The combination of strong equatorial sun and thinner air makes sunburn and snowblindness very common. Protect your skin and eyes from the sun. Dehydration predisposes hypothermia and altitude illness. Drink 4 to 6 litres of fluids per day. A diet high in carbohydrates supplemented by other foods will best prepare your body for the challenging alpine environment.
Headache and slight nausea are common effects of altitude for the first night above 4,000 m (13,000 ft).
Dress right, eat right, drink right – These guidelines may save your life. Extremes of heat, cold, wind and sun can adversely affect visitors to Mt. Kenya. Temperatures range from 30°C (90°F) to 15°C (0°F). Hypothermia or exposure is a life threatening lowering of the body core temperature. It can occur in air temperatures as high as 10°C (50°F). UV protection and dark glasses should be carried.
HYPOTHERMIA or EXPOSURE
Signs/symptoms are clumsiness, stumbling apathy, lethargy, loss of enthusiasm and thinking ability, disorientation and unconsciousness.

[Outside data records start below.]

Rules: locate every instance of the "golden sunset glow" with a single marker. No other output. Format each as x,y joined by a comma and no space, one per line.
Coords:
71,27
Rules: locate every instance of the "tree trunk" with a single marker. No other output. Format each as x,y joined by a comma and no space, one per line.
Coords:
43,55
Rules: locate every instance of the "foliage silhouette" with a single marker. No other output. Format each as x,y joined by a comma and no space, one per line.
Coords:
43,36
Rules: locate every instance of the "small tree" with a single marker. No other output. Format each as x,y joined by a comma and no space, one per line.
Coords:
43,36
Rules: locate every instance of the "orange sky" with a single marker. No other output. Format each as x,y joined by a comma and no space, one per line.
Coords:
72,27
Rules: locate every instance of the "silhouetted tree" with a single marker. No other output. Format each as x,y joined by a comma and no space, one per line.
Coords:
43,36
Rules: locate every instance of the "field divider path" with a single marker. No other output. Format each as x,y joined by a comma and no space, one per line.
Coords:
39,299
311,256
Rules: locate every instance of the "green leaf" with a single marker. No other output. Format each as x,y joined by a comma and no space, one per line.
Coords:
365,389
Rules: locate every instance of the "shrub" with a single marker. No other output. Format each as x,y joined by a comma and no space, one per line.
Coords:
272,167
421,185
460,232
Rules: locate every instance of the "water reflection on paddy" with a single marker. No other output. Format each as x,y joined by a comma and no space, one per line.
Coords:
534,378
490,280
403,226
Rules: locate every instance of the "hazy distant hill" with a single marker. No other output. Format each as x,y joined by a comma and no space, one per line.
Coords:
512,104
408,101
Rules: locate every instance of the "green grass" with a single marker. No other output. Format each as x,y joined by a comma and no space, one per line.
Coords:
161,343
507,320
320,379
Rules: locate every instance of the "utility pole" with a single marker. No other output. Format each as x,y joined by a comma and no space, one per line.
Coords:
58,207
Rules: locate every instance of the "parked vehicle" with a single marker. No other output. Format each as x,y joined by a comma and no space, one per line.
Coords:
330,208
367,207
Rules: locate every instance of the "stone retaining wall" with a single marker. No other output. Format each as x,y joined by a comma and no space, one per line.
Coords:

Treatment requires early recognition and aggressive steps to warm the hypothermic person. Find shelter. Remove wet clothing. Create a warm and dry environment for the victim. Put the victim in a sleeping bag with one or two other people stripped to their underclothes. If the casualty is able, drinking warm, high caloric fluids like cocoa will help. The recovering hypothermic person will need rest and should be taken off the mountain. (see below)
The combination of strong equatorial sun and thin air makes sunburn and snowblindness very common. Protect your skin and eyes from the sun. Dehydration predisposes hypothermia and altitude illness. Drink 4 to 6 litres of fluid per day. A diet high in carbohydrates supplemented by other foods will best prepare your body for the challenging alpine environment
Above 3,000 m, very few visitors avoid altitude sickness completely. Visits are much more enjoyable if you allow two nights either at the road heads at 3,000 m, or at the higher huts at around 4,000 m. before proceeding higher. On the first day, hiking from the park gates to the road-heads is strongly recommended. Increase fluid intake to 4 to 6 litres per day, avoid extreme physical exertion and eat a light diet high in carbohydrates. Take the symptoms seriously. Rest and acclimatise if AMS is suspected. Immediately report to the rescue ranger station and descend if High Altitude Pulmonary Edema or High Altitude Cerebral Edema is suspected.
At high altitudes, the available amount of oxygen decreases dramatically. This can result in medical situations that must be of concern to every visitor. These range from Acute Mountain Sickness, with various degrees of discomfort, to High Altitude Pulmonary Edema and Cerebral Edema, both of which can be fatal. Because cases can progress rapidly fram mild to severe, recognition of symptoms is essential.
Acute Mountain Sickness (AMS)
Signs/symptoms: Headache, nausea, fatigue, malaise, loss of appetite and difficulty sleeping.
Treatment: Slow down, stay in camp, drink plenty of fluids and rest while the body adjusts to the altitude. If symptoms persist after 48 hours, descend.
High Altitude Pulmonary Edema (HAPE)
Signs/symptoms: Shortness of breath during exercise progressing to shortness of breath at rest, a dry cough deteriorating to a frothy sputum, audible gurgling (rales) from the chest area, increased heart and breathing rate.
Treatment: Immediately descend and seek medical attention. Descent is the only treatment as High Altitude Pulmonary Edema does not improve with rest at altitude. Symptoms can progress quickly to a point where the victim cannot walk.
High Altitude Cerebral Edema (HACE)
Signs/symptoms: Symptoms of Acute Mountain Sickness that progress to severe headache, loss of co-ordination, slurred speech, irrational behaviour, then coma.
Treatment: Same as High Altitude Pulmonary Edema: descend.
Some climbers find that certain drugs can help prevent or reduce AMS symptoms, but these drugs should never be used to treat AMS/HAPE/HACE. Consult your doctor before going to the mountain.
In case of an emergency (a severe injury or illness where outside help is needed) we contact a KWS official immediately. The Ranger Station the head of the Teleki Valley and Austrian Hut are permanently manned as is the Met Station and the Naro Moru, Sirimon and Chogoria Gates. All have radios. We may also be assisted at Mackinder’s Hut in the Teleki Valley and Shiptons Hut in the Mackinders Valley. We write down all the information on the victim’s condition and location. We also mark the victim’s position on the map. We are familiar with the nearest source of help while on the mountain.